Wydawnictwo Egmont postanowił wznowić popularną serię science-fiction Armada w formie integrali. To znakomity pomysł dla tych, co jeszcze nie czytali tej serii oraz dla fanów chcących mieć całość w eleganckiej formie.
Armada to typowo frankofońska seria SF, która jedynie bierze na warsztat gatunek i szaftaż fantatyczny. Całość jest lekką przygodową historią z dość jasnym przekazem i schematycznym zakończeneniem każdej z przygód. Główna bohaterka Navis zostaje wrzucona na kolejne planety, gdzie infiltruje dane społeczności i wpływa na ich losy.
To idealny przykład wrażliwości scenarzystów, którzy w dość łopatologiczny sposób kształtują rzeczywistość w duchu liberalizmu. Nie ma w tym absolutnie nic złego, jednak trzeba mieć na uwadze pewną infantylność w budowaniu danych historii.

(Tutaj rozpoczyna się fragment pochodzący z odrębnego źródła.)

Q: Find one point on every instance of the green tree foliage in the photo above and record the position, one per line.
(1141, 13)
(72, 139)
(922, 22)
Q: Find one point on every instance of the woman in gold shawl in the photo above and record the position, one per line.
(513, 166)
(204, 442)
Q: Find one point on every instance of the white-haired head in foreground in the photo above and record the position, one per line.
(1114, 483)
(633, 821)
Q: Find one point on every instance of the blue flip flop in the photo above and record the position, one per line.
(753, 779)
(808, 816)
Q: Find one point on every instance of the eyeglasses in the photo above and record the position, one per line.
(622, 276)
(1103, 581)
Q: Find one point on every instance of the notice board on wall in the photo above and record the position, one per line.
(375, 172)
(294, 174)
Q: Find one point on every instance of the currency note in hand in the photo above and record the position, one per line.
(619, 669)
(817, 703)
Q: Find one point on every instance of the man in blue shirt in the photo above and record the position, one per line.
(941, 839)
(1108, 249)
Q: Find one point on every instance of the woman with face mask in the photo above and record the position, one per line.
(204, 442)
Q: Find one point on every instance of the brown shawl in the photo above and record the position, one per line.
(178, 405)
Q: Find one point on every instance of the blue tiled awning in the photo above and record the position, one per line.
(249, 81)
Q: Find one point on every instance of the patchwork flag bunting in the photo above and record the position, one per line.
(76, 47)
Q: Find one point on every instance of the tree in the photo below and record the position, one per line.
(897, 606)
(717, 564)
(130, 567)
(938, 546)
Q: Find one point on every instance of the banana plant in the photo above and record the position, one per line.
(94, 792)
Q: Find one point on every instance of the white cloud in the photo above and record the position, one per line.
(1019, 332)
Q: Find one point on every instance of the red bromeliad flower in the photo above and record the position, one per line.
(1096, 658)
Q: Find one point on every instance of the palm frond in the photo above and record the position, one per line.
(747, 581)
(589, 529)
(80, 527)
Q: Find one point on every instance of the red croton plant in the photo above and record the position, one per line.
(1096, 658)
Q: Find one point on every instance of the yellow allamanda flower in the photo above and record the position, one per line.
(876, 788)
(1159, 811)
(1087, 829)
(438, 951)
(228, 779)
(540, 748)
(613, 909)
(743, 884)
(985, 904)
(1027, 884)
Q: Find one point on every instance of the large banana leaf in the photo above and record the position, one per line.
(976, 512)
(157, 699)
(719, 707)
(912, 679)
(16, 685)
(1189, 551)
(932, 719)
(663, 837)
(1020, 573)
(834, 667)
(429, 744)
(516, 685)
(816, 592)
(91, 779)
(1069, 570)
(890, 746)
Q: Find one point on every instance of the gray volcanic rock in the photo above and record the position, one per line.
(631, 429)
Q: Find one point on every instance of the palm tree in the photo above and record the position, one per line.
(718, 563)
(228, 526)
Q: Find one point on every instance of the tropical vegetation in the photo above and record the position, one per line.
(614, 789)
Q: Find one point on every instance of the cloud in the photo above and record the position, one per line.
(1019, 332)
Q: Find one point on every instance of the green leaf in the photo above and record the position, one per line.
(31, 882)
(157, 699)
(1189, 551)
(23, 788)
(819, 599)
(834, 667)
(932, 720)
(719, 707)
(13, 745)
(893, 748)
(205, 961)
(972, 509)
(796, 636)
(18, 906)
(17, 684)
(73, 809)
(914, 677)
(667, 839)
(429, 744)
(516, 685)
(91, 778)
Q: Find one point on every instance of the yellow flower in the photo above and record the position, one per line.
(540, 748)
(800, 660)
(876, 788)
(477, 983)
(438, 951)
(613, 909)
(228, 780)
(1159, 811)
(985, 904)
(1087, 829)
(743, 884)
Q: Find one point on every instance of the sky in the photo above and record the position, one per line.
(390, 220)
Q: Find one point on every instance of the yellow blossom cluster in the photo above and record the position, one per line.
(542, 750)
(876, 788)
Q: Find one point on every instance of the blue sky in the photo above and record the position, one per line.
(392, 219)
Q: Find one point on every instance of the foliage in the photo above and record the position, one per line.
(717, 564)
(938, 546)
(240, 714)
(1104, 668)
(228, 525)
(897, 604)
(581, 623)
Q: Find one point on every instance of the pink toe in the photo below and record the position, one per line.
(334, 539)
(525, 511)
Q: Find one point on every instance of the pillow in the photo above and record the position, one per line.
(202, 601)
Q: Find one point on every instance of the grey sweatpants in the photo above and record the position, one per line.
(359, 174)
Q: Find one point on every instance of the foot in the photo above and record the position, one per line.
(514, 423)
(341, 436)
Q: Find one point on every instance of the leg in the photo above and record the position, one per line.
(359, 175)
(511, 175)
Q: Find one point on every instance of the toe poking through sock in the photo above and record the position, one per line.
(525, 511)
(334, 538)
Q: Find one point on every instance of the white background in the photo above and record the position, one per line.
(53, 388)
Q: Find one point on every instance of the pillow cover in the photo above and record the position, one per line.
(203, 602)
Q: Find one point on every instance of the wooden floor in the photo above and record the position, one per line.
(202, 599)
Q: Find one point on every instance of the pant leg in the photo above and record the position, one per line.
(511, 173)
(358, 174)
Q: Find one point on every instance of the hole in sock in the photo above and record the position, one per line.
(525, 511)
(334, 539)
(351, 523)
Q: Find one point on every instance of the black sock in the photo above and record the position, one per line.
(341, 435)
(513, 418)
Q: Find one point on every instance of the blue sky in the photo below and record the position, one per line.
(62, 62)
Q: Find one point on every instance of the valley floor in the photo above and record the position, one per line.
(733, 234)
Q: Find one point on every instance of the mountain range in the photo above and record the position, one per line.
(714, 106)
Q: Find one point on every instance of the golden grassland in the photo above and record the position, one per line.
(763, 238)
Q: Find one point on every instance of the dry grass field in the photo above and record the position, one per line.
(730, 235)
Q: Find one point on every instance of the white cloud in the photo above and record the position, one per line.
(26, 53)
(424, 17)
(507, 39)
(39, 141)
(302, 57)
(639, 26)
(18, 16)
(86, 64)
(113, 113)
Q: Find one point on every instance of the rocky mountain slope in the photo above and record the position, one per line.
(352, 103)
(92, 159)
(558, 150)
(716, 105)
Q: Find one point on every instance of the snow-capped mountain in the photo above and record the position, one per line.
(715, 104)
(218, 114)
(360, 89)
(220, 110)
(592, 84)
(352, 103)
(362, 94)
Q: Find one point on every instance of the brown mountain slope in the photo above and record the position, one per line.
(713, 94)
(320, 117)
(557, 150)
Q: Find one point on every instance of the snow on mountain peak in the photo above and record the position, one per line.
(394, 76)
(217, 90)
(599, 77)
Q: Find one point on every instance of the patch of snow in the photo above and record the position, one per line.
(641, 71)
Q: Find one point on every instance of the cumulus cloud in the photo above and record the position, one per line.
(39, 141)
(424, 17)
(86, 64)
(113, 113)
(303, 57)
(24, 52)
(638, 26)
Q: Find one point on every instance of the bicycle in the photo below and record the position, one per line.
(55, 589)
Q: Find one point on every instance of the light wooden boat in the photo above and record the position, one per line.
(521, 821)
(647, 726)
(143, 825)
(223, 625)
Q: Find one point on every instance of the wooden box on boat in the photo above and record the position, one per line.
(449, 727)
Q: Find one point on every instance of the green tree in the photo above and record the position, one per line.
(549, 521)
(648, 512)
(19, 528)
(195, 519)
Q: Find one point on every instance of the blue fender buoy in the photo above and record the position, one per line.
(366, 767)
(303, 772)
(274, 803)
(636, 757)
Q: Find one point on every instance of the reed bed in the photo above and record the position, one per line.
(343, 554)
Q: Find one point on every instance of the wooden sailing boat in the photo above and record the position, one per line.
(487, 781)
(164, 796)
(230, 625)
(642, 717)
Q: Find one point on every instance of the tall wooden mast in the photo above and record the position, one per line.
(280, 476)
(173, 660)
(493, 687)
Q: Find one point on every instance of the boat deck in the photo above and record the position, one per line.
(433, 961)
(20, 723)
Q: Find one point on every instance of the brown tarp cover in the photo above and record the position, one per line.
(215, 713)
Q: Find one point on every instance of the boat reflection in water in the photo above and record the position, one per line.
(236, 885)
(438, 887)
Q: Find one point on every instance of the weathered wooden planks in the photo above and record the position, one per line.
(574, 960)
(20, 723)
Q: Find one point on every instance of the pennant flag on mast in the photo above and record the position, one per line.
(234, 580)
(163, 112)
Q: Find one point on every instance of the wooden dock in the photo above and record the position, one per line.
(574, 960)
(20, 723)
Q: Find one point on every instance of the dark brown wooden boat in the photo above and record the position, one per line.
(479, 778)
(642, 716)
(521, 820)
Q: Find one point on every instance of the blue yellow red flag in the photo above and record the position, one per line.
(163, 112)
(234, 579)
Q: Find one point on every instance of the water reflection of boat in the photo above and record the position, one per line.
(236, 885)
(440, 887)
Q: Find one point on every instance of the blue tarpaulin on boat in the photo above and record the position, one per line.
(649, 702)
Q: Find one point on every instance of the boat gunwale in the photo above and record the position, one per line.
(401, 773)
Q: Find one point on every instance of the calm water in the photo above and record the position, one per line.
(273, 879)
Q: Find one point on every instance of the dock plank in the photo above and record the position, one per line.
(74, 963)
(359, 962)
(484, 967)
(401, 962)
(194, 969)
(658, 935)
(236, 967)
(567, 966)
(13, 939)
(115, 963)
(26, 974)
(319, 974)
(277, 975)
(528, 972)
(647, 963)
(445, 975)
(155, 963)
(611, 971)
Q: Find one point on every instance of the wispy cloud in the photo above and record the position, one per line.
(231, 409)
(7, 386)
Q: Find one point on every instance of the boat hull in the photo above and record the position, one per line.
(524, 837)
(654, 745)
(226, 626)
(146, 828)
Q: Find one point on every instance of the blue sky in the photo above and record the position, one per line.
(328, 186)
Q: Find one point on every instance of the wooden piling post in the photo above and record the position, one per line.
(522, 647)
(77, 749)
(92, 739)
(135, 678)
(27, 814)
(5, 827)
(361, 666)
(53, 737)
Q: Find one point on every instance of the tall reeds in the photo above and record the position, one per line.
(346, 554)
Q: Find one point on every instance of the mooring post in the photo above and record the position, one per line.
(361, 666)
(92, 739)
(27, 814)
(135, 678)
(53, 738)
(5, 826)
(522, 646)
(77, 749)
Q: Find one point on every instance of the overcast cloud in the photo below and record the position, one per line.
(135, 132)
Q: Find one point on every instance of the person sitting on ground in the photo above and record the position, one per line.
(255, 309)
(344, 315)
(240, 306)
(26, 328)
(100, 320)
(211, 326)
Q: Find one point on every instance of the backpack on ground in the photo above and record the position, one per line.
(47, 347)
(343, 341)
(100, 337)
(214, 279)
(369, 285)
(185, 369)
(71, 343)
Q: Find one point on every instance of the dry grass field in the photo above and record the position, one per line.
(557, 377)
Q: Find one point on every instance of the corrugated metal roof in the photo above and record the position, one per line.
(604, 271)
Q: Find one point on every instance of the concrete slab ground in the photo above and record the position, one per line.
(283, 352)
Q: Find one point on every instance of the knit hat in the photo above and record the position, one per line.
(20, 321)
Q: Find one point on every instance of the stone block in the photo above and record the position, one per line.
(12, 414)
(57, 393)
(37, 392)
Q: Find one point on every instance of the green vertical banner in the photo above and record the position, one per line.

Armada z jednej strony przeznaczona jest dla dorosłego czytelnika (w dużej mierze poprzez eksponowanie golizny), zaś z drugiej – ilustracje są dość dziecinne jak na historię dla dojrzałego czytelnika, co powoduje pewien dysonans w trakcie lektury. Do tego wszystkiego dochodzą charakterystyczne nałożenie kolorów, przez co Armada, to niezwykle kolorowy i „bajkowy” komiks.
Mimo wszystko, można się do tego przyzwyczaić, gdyż kolejne kadry pochłania się bardzo szybko, a same historie wciągają.
Armadę warto przeczytać, jeśli dotychczas nie mieliście okazji, a dodatkowo cierpicie na niedosyt historii fantastycznych. Warto mieć jednak na uwadzę, że styl niekoniecznie może każdemu przypaść do gustu.
- Wydanie: 2021
- Seria/cykl: ARMADA
- Scenarzysta: Jean-David Morvan
- Ilustrator: Philippe Buchet
- Tłumacz: Maria Mosiewicz
- Typ oprawy: twarda
- Data premiery: 29.09.2021
Dziękujemy wydawnictwu Egmont za udostępnienie egzemplarzy do recenzji.